Todos gritan
La respuesta es la infelicidad de la pregunta, decía Maurice Blanchot. Siempre que pienso en esa frase me imagino a una pobre respuesta cualquiera en el momento de pensar gentilmente en la pobre pregunta y preguntarse qué sería de ella sin la compañía de ella, de la respuesta. Tardan a veces en llegar las respuestas porque se quedan entretenidas compadeciéndose de la infelicidad de las preguntas. En otras ocasiones, como en nuestro grosero pasado más reciente, deben esperar las respuestas. "No conteste ahora, sino después de la publicidad", decían, en aquel programa. Pero al menos allí una respuesta quedaba en suspenso. Ahora ni eso.
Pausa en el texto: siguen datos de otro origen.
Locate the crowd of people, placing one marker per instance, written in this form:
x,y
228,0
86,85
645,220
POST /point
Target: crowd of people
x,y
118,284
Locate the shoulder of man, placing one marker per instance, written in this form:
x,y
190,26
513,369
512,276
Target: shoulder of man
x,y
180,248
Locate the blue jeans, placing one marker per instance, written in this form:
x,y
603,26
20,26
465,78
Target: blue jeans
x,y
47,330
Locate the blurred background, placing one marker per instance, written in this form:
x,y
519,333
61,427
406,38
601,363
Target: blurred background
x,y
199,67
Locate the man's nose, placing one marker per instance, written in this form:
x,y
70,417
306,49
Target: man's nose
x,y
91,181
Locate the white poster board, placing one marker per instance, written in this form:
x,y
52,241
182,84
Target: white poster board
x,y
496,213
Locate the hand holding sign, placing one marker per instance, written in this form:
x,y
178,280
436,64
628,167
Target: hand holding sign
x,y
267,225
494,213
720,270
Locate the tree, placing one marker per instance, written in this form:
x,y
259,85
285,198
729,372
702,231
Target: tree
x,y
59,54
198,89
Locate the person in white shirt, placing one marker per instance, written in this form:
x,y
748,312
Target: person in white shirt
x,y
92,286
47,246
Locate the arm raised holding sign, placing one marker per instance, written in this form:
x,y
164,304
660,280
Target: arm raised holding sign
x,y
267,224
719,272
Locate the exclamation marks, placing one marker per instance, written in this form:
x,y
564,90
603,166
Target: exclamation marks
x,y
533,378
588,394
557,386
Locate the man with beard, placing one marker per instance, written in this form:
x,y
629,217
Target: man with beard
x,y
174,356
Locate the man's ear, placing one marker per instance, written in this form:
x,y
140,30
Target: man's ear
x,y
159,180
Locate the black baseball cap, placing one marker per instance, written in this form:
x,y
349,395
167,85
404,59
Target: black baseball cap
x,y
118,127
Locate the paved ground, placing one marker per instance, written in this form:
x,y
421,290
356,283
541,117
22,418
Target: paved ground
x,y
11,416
Hoy a veces no hay ya ni preguntas ni respuestas. En las crónicas marcianas o venusianas, por ejemplo, ya no hay preguntas y, de haberlas, las respuestas se dan mucho antes de que terminen las preguntas. Todos hablan o más bien todos gritan al mismo tiempo. Han instaurado una cultura de la discusión callejera convencidos de que yendo por la calle uno no se detiene a escuchar una conversación reposada entre dos ciudadanos, pero sí lo hace si estos andan discutiendo a grito pelado o pisando, palabra por palabra, la palabra del otro, y viceversa. Es la que creen que es la gran ley del espectáculo. "Déjeme terminar, que yo le he escuchado a usted" es lo que más oímos, y no se nos escapa que quien dice eso tampoco ha escuchado antes.
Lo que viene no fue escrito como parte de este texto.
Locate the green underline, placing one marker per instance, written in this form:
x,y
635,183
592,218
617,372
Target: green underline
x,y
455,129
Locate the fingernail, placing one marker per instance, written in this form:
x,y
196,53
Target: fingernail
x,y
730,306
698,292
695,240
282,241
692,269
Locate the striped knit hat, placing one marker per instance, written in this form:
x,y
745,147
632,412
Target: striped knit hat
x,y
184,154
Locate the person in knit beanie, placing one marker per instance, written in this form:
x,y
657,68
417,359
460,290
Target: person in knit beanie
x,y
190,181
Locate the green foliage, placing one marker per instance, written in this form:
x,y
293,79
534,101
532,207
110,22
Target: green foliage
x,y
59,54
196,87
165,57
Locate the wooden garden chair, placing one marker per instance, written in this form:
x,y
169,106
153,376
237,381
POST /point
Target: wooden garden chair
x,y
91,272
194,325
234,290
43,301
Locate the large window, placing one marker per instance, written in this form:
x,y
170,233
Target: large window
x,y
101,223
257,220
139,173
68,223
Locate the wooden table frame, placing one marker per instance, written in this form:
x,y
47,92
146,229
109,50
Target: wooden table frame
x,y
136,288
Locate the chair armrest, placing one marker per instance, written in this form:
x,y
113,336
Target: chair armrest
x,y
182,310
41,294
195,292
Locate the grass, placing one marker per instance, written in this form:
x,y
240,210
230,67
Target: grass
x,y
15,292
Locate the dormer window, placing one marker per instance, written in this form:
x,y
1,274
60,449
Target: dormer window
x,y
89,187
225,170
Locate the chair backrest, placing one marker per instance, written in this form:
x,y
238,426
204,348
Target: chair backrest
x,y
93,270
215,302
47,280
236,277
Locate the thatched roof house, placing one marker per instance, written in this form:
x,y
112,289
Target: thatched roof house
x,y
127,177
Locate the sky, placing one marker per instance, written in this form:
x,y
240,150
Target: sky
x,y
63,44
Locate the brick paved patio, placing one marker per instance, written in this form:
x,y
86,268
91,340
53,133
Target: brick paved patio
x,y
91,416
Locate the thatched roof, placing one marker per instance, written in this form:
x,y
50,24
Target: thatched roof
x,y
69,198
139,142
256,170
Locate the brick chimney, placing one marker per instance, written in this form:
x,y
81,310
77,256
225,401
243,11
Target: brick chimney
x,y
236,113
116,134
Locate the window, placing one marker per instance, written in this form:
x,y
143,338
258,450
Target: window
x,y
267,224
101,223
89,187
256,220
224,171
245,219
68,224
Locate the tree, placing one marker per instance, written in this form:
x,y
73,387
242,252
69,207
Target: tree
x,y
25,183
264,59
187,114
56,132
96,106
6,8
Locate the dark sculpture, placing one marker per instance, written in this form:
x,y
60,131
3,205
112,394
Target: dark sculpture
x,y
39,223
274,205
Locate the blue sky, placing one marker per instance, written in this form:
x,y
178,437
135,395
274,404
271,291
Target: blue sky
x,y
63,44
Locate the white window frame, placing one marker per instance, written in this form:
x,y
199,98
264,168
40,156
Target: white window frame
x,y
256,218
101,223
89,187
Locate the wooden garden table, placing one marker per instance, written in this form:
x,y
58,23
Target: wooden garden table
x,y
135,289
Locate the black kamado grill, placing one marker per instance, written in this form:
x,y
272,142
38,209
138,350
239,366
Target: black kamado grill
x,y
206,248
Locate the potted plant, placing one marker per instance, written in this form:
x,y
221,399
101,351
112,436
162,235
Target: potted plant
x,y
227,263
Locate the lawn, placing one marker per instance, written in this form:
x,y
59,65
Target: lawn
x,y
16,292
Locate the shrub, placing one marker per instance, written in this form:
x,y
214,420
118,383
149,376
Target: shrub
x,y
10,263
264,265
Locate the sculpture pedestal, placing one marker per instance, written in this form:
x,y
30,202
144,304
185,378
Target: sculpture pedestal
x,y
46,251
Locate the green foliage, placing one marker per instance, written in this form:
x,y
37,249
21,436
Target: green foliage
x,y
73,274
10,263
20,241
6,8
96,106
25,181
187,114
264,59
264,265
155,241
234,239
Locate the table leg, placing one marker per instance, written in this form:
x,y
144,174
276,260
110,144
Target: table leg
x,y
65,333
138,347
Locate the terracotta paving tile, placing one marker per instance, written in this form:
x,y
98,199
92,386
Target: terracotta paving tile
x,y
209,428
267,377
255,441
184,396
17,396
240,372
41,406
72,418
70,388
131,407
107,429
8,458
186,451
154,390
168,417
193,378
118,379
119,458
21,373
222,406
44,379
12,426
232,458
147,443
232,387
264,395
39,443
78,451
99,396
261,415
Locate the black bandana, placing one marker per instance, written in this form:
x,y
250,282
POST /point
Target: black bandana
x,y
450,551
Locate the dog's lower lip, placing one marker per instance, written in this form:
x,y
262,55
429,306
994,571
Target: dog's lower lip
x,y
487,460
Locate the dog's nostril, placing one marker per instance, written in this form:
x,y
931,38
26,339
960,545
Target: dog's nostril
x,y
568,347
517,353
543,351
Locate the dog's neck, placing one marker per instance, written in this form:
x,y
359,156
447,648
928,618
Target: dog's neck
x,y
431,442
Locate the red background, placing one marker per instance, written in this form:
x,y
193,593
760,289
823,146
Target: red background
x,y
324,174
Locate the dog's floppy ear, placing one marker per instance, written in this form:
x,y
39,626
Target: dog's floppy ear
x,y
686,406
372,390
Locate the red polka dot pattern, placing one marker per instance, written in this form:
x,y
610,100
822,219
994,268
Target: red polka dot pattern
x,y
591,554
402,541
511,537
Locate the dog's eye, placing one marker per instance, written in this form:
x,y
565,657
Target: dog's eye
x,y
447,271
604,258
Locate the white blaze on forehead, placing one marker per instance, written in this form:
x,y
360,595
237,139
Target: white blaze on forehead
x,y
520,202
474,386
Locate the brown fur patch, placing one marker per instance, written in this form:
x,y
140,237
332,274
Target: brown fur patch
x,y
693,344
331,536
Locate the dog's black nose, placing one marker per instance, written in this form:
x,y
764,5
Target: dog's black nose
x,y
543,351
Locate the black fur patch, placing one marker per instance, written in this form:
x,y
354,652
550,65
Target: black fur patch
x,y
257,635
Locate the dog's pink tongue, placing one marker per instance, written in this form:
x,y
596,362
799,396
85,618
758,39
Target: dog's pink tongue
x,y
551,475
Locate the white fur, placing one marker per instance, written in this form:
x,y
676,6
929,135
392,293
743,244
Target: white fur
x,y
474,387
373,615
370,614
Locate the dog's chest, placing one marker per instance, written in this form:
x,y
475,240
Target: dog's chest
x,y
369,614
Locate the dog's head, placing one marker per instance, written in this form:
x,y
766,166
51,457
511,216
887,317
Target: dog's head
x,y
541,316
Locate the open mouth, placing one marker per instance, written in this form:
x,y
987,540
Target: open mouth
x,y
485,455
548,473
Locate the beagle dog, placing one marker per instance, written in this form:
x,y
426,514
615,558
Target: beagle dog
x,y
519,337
¿Debería haber escuchado? En otros días, esto ni se discutía, pues por algo las preguntas y las respuestas existen, fueron una realidad durante mucho tiempo. Se daba por sentado que cuando dos personas hablaban, una de ellas debía guardar silencio, pues de lo contrario, si hablaban al mismo tiempo, ninguna de las dos podría oír lo que decía la otra. Durante el silencio que se imponía a sí misma, la persona que escuchaba se hacía preguntas mentalmente y se las respondía para ella sola, porque sabía que no podía estar interrumpiendo a cada momento a la persona que hablaba. Aguardaba, pues, su turno de palabra y, durante ese silencio, al ir captando por dónde iban los tiros de lo que decía la otra persona, eliminaba preguntas de su mente. Cuando le llegaba la hora de hablar, respondía.
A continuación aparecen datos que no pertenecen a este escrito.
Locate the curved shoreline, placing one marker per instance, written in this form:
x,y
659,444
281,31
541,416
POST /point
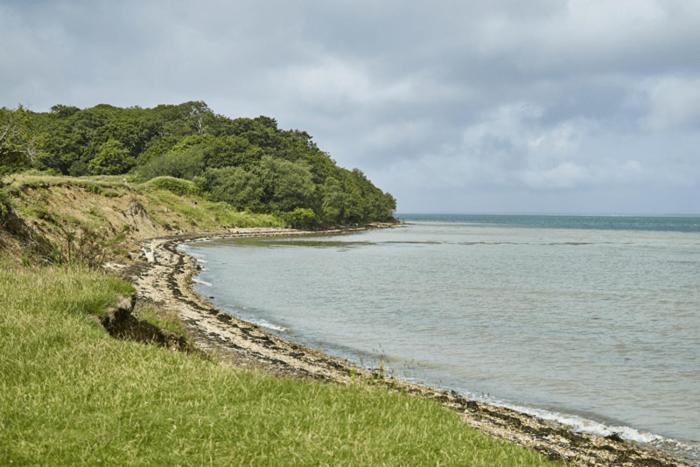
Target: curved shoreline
x,y
166,278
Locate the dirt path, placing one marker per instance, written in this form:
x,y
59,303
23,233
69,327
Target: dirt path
x,y
165,277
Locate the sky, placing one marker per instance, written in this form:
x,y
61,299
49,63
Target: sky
x,y
538,106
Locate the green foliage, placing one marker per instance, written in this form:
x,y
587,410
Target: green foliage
x,y
112,159
70,394
301,218
174,185
5,207
247,162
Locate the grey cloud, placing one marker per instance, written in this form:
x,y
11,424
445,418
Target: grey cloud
x,y
543,105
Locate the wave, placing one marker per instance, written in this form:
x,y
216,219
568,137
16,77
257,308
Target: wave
x,y
266,324
584,425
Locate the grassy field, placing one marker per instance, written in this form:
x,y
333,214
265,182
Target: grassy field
x,y
104,217
71,394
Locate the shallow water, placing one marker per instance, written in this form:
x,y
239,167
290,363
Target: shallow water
x,y
594,321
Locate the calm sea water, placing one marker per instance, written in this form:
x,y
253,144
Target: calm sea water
x,y
594,321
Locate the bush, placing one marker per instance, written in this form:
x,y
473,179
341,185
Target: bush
x,y
5,207
301,218
174,185
112,159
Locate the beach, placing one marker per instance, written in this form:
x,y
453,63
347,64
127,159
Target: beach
x,y
166,278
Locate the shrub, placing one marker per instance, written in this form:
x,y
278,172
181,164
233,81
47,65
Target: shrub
x,y
301,218
174,185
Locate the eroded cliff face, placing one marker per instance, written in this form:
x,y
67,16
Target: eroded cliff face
x,y
63,218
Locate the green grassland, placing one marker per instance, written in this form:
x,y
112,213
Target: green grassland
x,y
72,394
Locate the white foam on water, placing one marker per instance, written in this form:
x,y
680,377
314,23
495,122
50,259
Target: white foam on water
x,y
585,425
266,324
580,424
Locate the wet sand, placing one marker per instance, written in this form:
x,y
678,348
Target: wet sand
x,y
164,276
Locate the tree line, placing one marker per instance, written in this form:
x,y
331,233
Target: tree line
x,y
247,162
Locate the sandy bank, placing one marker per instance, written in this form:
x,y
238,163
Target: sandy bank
x,y
164,276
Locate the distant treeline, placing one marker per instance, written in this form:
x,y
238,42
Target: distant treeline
x,y
246,162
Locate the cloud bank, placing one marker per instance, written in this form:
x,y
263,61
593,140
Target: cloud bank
x,y
506,106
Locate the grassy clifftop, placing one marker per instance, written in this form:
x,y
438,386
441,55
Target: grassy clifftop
x,y
70,393
64,218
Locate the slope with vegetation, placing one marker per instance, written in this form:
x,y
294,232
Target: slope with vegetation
x,y
72,394
248,163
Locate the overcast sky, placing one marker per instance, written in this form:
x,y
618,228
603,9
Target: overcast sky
x,y
492,106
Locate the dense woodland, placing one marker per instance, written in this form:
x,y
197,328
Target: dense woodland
x,y
246,162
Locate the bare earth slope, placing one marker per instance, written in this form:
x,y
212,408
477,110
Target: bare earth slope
x,y
166,279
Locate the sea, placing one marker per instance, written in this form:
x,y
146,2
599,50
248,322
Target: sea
x,y
593,321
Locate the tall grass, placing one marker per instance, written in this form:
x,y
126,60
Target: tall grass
x,y
71,394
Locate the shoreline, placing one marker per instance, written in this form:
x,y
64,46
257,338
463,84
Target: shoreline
x,y
166,278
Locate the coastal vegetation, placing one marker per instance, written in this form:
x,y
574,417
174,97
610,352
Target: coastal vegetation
x,y
248,163
79,190
72,394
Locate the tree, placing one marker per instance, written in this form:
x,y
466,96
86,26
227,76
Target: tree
x,y
112,159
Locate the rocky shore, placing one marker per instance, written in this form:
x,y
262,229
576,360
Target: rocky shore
x,y
163,275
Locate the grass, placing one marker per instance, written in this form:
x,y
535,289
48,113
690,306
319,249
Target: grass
x,y
71,394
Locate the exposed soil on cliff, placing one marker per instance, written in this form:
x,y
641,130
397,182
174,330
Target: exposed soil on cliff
x,y
165,277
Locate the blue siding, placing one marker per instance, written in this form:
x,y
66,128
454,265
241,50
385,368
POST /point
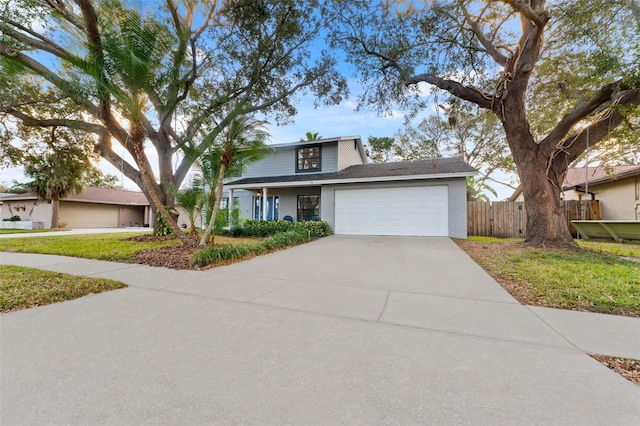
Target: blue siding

Al hilo de todo esto y en conversación con Paul Auster, el poeta Edmond Jabès se preguntaba qué pasaría si él tomara la palabra durante tanto tiempo que tuvieran que separarse antes de que Auster hubiera tenido una oportunidad de responderle. "Cuando volviéramos a encontrarnos, usted no tendría una respuesta, sino una pregunta. Así es como los rabinos se responden unos a otros. Cada uno de ellos ya ha eliminado las preguntas, y por tanto es capaz de decir: esto es lo que pienso", le decía Jabès a Auster. Así que no siempre hacen preguntas los rabinos, a veces dan las respuestas. Pero esas respuestas enseguida provocan las preguntas de otras personas. Una de las más famosas obras de Jabès está estructurada de esta manera. En El libro de las preguntas se interrumpe el primer diálogo, luego el segundo, el tercero, el cuarto... y de repente el primer diálogo, que parecía perdido, se recupera 50 páginas más tarde después de que hayan ocurrido muchas cosas más. ¿Se imaginan que Javier Sardá, ahora que busca fórmulas intelectuales para superar a Buenafuente, en lugar de recurrir a la seriedad profesional de Mercedes Milá, instaurara el método del libro de las preguntas de Jabès? Eso sí que sería el no va más del espectáculo. Y de paso, batiría verdaderos records de audiencia, en el sentido más literal y auditivo de la palabra. Media España en silencio, escuchando. Lo nunca visto.